Review Jurnal - Etika Bisnis dan Profesi

PERAN PENTING ETIKA BISNIS BAGI PERUSAHAAN-PERUSAHAAN INDONESIA DALAM BERSAING DI ERA MASYARAKAT EKONOMI ASEAN ( https://www.jagakarsa.ac.id ) Jeffry H. Sinaulan (Dosen Fakultas Ekonomi Universitas Tama Jagakarsa) DIREVIEW OLEH Fachran Nurdiansyah Arifin A.     LATAR BELAKANG Dengan berkembangnya dunia ekonomi tentunya pelaku ekonomi harus memerhatikan faktor-faktor terkait dengan perkembangan tersebut. Dalam perusahaan dibutuhkan perencanaan jangka panjang dan strategi yang tepat untuk dapat bersaing dalam persaingan global yang sangat ketat saat ini.
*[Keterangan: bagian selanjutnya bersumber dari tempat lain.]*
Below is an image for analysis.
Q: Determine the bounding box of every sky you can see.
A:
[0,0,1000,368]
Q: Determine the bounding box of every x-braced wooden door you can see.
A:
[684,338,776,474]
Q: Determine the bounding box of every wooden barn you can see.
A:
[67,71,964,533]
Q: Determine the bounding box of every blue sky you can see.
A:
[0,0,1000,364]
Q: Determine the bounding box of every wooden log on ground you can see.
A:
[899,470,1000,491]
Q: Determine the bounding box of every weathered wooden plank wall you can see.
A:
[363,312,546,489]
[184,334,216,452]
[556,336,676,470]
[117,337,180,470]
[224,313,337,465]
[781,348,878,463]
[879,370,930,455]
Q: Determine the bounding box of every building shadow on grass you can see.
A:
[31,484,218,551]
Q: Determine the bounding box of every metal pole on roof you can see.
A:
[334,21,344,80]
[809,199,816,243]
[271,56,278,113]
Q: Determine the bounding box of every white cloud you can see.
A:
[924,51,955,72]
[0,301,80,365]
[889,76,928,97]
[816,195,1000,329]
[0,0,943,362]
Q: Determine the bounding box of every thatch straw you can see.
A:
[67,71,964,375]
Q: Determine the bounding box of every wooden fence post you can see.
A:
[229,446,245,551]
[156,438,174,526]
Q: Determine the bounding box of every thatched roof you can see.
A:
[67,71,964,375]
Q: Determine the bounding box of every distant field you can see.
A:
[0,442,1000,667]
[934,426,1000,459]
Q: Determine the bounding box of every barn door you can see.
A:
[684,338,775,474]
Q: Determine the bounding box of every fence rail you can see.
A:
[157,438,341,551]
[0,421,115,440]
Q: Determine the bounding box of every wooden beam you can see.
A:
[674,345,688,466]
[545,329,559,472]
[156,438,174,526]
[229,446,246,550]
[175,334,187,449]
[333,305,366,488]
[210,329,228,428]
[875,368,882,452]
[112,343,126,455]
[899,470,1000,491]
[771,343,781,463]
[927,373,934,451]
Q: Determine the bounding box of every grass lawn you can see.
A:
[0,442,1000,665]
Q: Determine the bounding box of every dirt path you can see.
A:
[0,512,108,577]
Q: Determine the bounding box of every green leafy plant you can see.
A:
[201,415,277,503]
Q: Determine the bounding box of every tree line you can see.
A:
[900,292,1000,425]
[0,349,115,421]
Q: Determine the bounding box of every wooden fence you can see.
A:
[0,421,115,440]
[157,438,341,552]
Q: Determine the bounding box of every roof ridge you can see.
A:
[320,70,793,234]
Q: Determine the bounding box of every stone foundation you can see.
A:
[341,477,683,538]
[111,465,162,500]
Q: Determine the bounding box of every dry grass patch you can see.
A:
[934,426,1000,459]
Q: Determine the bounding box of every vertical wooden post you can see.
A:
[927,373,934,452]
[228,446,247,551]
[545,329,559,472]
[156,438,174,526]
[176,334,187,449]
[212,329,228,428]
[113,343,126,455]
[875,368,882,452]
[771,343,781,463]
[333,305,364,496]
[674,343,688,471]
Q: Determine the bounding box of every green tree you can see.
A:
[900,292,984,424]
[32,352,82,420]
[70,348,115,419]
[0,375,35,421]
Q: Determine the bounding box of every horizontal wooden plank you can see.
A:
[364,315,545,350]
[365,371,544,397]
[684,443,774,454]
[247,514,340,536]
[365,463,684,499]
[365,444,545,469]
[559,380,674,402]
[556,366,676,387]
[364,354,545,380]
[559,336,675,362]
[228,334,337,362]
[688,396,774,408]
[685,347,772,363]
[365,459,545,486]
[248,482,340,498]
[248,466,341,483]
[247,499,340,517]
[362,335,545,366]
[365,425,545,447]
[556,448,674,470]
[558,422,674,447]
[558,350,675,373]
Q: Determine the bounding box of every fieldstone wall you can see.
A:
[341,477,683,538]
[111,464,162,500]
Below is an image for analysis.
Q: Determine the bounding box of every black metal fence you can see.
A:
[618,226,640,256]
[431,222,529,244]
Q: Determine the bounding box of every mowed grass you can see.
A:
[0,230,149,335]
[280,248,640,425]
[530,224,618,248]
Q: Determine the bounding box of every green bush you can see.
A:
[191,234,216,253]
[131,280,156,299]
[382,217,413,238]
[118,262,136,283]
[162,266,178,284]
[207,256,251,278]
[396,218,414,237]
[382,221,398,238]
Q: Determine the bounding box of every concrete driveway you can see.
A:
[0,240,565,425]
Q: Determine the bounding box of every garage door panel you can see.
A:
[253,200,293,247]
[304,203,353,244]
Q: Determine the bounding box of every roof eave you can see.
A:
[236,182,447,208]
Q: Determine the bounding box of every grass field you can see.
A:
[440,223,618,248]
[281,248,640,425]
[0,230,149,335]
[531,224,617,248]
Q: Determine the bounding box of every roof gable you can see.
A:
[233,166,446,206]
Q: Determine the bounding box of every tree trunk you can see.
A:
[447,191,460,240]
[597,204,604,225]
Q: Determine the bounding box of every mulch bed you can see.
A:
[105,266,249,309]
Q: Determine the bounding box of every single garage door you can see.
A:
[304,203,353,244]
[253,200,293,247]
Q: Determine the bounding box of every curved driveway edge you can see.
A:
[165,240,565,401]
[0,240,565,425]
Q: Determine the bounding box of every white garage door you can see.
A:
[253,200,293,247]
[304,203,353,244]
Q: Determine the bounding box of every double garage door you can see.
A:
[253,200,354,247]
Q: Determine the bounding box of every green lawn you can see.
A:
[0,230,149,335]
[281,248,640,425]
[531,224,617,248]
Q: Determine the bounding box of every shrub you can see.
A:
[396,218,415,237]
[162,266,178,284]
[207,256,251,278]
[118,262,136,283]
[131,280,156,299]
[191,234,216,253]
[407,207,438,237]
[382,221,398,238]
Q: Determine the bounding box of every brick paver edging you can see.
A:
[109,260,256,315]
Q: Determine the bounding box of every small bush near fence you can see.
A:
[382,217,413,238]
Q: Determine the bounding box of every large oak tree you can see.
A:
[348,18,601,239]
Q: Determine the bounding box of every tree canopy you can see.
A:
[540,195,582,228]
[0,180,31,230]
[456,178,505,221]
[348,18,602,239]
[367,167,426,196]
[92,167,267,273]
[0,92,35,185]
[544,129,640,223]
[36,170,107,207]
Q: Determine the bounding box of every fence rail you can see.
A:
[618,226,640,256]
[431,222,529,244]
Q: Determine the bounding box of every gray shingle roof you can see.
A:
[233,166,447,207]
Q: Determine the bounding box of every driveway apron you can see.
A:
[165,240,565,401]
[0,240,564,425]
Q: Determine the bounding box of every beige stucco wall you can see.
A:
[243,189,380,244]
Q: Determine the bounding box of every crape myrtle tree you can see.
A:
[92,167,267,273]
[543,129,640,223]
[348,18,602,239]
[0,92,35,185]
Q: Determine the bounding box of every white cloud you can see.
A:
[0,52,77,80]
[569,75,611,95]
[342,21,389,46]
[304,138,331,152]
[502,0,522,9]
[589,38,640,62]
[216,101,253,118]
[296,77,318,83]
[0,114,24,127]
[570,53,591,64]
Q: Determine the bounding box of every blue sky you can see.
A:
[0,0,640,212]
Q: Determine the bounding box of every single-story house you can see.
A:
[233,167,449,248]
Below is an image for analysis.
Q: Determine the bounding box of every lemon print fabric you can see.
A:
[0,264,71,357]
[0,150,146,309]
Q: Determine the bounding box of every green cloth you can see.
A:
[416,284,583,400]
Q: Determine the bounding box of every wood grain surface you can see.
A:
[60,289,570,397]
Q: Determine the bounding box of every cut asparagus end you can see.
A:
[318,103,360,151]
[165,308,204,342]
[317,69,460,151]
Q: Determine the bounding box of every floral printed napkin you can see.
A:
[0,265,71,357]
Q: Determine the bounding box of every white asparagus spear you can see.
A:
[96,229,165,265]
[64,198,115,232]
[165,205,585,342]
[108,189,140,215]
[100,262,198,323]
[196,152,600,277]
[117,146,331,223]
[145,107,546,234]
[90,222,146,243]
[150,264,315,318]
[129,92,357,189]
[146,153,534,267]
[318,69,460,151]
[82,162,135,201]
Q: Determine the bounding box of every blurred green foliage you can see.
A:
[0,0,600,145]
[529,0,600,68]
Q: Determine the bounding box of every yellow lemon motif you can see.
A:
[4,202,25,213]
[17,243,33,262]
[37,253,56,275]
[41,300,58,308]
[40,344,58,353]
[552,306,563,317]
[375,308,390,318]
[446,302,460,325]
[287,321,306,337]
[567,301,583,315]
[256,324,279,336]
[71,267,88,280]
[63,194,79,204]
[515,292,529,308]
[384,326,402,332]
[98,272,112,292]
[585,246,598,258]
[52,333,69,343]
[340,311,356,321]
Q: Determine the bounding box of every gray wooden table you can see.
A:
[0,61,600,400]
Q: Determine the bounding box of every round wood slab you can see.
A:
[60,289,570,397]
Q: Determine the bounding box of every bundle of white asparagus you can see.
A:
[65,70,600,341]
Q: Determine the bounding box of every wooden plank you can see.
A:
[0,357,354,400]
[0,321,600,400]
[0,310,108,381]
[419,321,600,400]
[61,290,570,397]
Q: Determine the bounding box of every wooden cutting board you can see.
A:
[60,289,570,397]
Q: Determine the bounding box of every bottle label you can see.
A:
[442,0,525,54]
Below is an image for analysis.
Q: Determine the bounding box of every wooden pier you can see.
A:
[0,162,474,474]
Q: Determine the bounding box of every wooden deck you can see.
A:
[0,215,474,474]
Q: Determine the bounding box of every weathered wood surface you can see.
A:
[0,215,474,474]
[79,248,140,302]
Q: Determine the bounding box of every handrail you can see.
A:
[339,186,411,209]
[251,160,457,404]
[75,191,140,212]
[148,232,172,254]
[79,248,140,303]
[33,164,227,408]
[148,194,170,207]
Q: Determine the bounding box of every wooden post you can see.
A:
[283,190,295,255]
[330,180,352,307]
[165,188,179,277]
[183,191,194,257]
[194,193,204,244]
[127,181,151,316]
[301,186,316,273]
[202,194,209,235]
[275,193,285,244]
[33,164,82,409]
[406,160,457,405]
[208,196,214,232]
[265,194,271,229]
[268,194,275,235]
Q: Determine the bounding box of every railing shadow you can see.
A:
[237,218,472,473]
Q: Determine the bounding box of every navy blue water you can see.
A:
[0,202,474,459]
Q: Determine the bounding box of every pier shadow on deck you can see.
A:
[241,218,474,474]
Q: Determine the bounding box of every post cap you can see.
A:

Selain itu, faktor lain yang perlu diperhatikan dalam perusahaan untuk dapat bersaing dalam perkembangan ekonomi saat ini adalah terkait dengan masalah “etika”. Etika sangatlah penting bagi perusahaan dalam menjalankan bisnisnya juga dalam mempengaruhi tingkat kepuasan konsumen dalam membeli atau mengkonsumsi produk yang dijual oleh perusahaan. Tentunya hal tersebut juga berpengaruh terhadap tingkat...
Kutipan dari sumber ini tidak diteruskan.